Synopsis

Storms and other severe weather events can cause both public health and economic problems for communities and municipalities. Many severe events can result in fatalities, injuries, and property damage, and preventing such outcomes to the extent possible is a key concern.

This project involves exploring the U.S. National Oceanic and Atmospheric Administration’s (NOAA) storm database. This database tracks characteristics of major storms and weather events in the United States, including when and where they occur, as well as estimates of any fatalities, injuries, and property damage.

Tornados is as much the event type that involve de most large amount of fatalities, injuries and damages: 5,633 fatalities, 91,364 injuries and $51,657,454,115 of property damages. Drought is de type event tha most affect crops, with damages of $12,474,066,000.

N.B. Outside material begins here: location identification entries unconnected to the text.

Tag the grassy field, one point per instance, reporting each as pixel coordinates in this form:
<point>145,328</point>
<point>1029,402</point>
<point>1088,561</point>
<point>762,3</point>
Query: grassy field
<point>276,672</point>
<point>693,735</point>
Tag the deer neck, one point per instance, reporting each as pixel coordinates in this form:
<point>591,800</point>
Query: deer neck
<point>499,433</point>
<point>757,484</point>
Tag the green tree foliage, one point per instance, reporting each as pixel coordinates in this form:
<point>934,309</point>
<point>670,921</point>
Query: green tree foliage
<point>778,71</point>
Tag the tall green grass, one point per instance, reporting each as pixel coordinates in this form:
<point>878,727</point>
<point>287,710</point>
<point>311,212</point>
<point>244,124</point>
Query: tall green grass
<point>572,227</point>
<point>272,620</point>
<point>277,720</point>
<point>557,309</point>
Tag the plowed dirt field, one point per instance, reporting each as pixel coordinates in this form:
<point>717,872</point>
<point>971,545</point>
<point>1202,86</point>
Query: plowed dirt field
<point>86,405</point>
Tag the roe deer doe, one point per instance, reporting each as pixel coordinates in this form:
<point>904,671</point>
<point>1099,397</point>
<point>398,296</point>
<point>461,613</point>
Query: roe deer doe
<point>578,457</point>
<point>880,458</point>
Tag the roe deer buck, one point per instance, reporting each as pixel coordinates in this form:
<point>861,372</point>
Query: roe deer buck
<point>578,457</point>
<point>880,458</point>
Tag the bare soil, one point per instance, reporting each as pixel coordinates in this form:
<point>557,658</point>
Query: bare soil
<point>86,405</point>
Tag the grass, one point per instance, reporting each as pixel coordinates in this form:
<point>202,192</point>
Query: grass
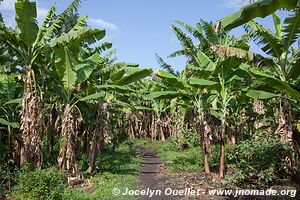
<point>118,169</point>
<point>190,159</point>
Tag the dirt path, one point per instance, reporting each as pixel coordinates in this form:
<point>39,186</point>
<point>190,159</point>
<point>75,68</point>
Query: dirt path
<point>151,175</point>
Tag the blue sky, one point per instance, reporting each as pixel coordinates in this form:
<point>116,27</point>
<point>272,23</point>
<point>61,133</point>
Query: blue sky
<point>140,28</point>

For property and crop damages, tornados, floods, hails and hurricanes are the most importants events (top 5) that produce economic losses.

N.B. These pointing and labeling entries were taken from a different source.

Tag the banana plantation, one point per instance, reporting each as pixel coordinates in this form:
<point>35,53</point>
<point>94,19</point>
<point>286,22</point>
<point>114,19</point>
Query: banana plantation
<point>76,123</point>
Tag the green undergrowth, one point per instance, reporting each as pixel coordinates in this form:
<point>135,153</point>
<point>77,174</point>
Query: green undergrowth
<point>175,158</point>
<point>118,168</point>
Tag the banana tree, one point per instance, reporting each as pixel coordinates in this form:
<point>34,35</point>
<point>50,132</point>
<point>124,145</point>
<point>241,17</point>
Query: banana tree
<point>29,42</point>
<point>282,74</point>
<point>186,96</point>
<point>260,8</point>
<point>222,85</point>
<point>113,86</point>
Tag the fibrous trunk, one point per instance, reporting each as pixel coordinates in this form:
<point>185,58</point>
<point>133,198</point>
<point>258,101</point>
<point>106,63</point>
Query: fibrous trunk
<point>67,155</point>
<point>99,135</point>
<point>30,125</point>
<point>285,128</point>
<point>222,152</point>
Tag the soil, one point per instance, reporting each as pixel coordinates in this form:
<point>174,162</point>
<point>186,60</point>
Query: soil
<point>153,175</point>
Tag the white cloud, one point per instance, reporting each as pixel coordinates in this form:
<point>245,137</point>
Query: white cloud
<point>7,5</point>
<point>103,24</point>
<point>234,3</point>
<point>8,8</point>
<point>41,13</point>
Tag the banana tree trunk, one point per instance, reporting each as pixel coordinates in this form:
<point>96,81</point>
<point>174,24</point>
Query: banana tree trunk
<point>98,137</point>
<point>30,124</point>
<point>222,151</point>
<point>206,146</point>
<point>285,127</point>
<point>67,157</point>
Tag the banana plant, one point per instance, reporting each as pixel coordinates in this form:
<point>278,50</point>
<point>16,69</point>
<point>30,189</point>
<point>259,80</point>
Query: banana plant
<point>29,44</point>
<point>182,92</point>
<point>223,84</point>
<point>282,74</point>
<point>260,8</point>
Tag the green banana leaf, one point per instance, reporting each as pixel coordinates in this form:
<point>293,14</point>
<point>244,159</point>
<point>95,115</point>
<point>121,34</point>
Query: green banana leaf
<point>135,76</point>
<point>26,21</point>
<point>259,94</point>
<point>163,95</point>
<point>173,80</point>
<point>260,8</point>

library(dplyr, warn.conflicts = F)
library(ggplot2, warn.conflicts = F)
library(stringdist, warn.conflicts = F)
library(gridExtra, warn.conflicts = F)

Data Processing

This first part is about loading data directly from original .bz2 file. The next part is the selection of only columns we will use in the analisys, and an extra step is added changing the class of EVTYPE column for character class, for a posterior easy manipulation.

data <- read.csv(file = "repdata_data_StormData.csv.bz2")

data2 <- data %>%
  select(EVTYPE, FATALITIES, INJURIES, PROPDMG, PROPDMGEXP, CROPDMG, CROPDMGEXP)
data2$EVTYPE <- as.character(data2$EVTYPE)

data2$EVTYPE <- as.character(data2$EVTYPE)
data2$EVTYPE <-  tolower(data2$EVTYPE)

The formal list of type events is included in the STORM DATA PREPARATION documentation. That is why I included an extra table about events list. In this step I load this file and I prepare it for following processing steps.

events <- read.table(file = "eventTable", sep = ",", header = T)

events$Event <- as.character(events$Event)
events$Event <- tolower(events$Event)
str(events)

## 'data.frame':    48 obs. of  1 variable:
##  $ Event: chr  "astronomical low tide" "avalanche" "blizzard" "coastal flood" ...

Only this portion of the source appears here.